Examining the Paradoxes
Why are these paradoxical? While some might look at these issues and produce valid concerns for their legitimacy, they overlook the very foundations of America. This land, whatever the founder’s initial intent, was established as a haven for the persecuted, a home for those underfoot, those whose rights were molested or stripped. Social inequalities serve to destabilize the creed of freedom. To remove one man his rights would be to undermine the rights of all men. This, however, is what America has done throughout its history as it has attempted to reserve democracy to a select few.
Reserved Freedoms
These examples illustrate a major flaw in America’s declaration of freedom and equality: where the line of freedom is drawn. While we hold our relativistic and tolerant values supreme, we are terribly protective and afraid of anybody watering this down and wavering from these values. In the case of illegal immigration, most would think that America, of all places, would be the most receptive and lax about this process. Considering that there are no true natives other than the Indians, we should embrace the people who venture here to exercise their rights. The truth is that earning your citizenship and freedom in America is an arduous test of patience that many people simply do not have the time to pass.

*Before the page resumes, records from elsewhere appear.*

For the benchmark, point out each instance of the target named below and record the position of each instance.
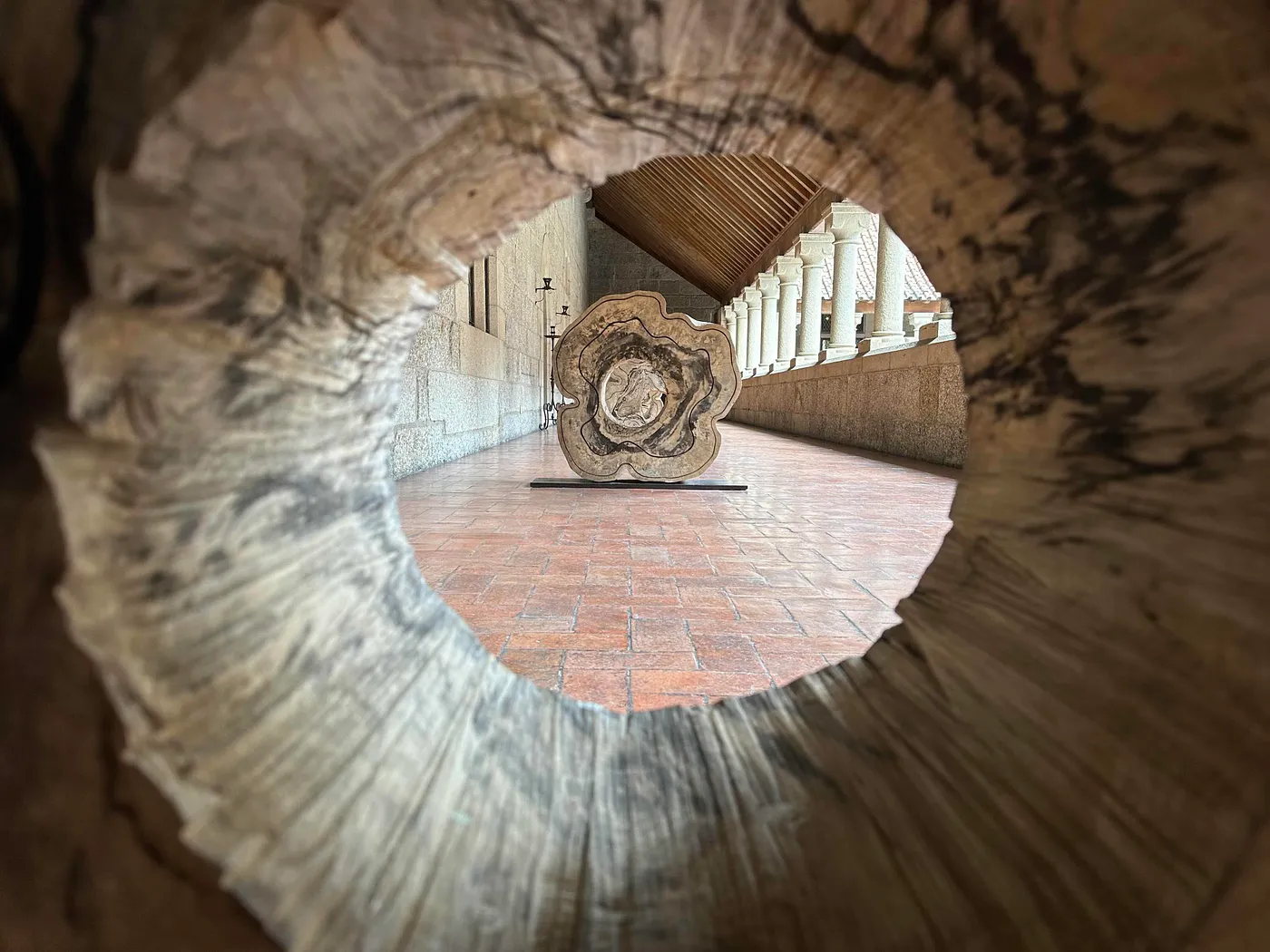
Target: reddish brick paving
(644, 598)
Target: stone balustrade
(777, 323)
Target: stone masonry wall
(905, 403)
(465, 390)
(616, 266)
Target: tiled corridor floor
(645, 598)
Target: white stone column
(755, 345)
(812, 250)
(886, 329)
(846, 222)
(742, 311)
(789, 273)
(768, 286)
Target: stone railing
(777, 323)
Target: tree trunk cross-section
(648, 390)
(1064, 746)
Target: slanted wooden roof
(717, 219)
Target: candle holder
(549, 409)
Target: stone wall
(616, 266)
(907, 403)
(464, 389)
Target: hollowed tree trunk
(1063, 745)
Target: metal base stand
(573, 482)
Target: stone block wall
(905, 403)
(616, 266)
(464, 389)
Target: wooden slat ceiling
(717, 219)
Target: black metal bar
(573, 482)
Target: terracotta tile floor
(644, 598)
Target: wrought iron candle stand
(549, 410)
(546, 412)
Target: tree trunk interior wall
(1064, 744)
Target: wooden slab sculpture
(648, 390)
(1064, 746)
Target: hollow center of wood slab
(632, 393)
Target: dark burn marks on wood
(988, 783)
(1119, 194)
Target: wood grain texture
(717, 219)
(1064, 745)
(648, 390)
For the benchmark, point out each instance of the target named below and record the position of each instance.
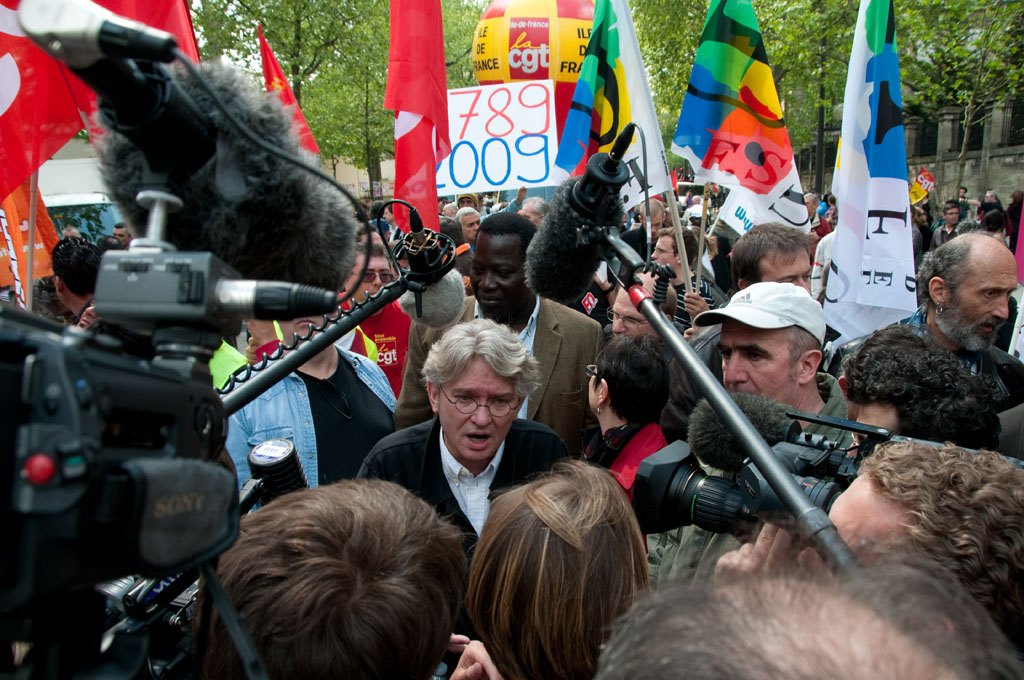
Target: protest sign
(503, 136)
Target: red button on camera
(39, 469)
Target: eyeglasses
(628, 322)
(467, 407)
(384, 274)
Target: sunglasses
(384, 274)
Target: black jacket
(412, 458)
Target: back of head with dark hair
(637, 376)
(768, 240)
(510, 224)
(883, 622)
(966, 511)
(950, 261)
(358, 579)
(558, 560)
(935, 395)
(994, 221)
(77, 262)
(109, 243)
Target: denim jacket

Paradoxes: Generational Entrapment
Democracy is defined as a government by the people; a form of government in which the supreme power is retained and directly exercised by the people. These people make up the common people and dictate the governing rule through the legislative and judiciary process. However, problems arise when one generation’s laws improperly reflect the current generation. As the generation of one common people phases out, another phases in, often met in opposition to outdated traditions and beliefs that made their way in legislation. These tendencies create obstacles for progress, as is seen throughout American history with landowners only being able to vote, women’s rights, and African American rights.
Defining a Free Democracy
Another paradox that exists within these paradoxes is that of a free democracy itself. Any form of government is a form of control. Whether that control is derived from single or multiple sources detracts from that fact that there is a degree of freedom is forfeited. In a democracy this power is derived from the common people, the populous. This causes difficulties among those who compose a margin of the population or any minority with fringe beliefs and philosophies.
Conclusion
Overcoming these paradoxes will be the result of overcoming an inherent part of the human nature: fear, specifically the unknown. That includes all unfamiliarity extending to foreigners, homosexuality, or just change in general. While I would love to say these inequalities have all but disappeared with the advent of the mass media, internet, and other mediums of communication that break down the one sided walls of ignorance, the truth is they remain an enduring part of our culture. Though America once related with the tired huddled masses in Emma Lazarus’s words on the statue of liberty, we have grown alien to these feelings and are less empathetic to those who need it most.